A dedetização aconteceu no final da tarde de quarta-feira (9), e segundo a diretora, o prédio estava todo vazio. “Só estavam eu e outras duas funcionárias acompanhando o trabalho da empresa responsável. Como existem muitos insetos, como aranhas e baratas, animais peçonhentos e até pequenos lagartos, esse tipo de dedetização é realizada anualmente na escola”, comentou.

A Secretaria Municipal de Educação de Bauru informou que esse tipo de serviço é contratado via licitação e, a empresa vencedora, precisa dar todas as garantias da não toxidade de seus produtos. “As exigências são muitas e a empresa deve cumprir todo o protocolo. Tanto que esse tipo de licitação é um processo demorado, por se tratar de dedetizar espaços frequentados por crianças”, explicou Lane Mary Gamba, diretora de departamento de educação infantil da Secretaria de Educação.

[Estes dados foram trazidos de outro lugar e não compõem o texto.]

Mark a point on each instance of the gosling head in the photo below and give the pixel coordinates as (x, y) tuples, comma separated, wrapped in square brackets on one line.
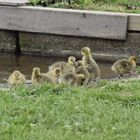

Ela disse que, como a cidade possui 66 escolas de ensino infantil, 16 escolas de ensino fundamental além dos dois prédios da secretaria, o agendamento da dedetização é feito diretamente entre a empresa e a escola, não sendo possível fazer aos finais de semana. “No caso desta EMEII em que ocorreu o problema da menina, a diretora não estava sabendo da dedetização. Porém, quando as mães foram deixar os seus filhos na escola, ela recomendou que as crianças que possuíam algum tipo de alergia ou que pudessem ficar em casa, que fossem embora. Já os alunos que não tinham como ir para casa, ficariam num local afastado das salas de aula, mas dentro da escola”, disse a representante da Secretaria de Educação.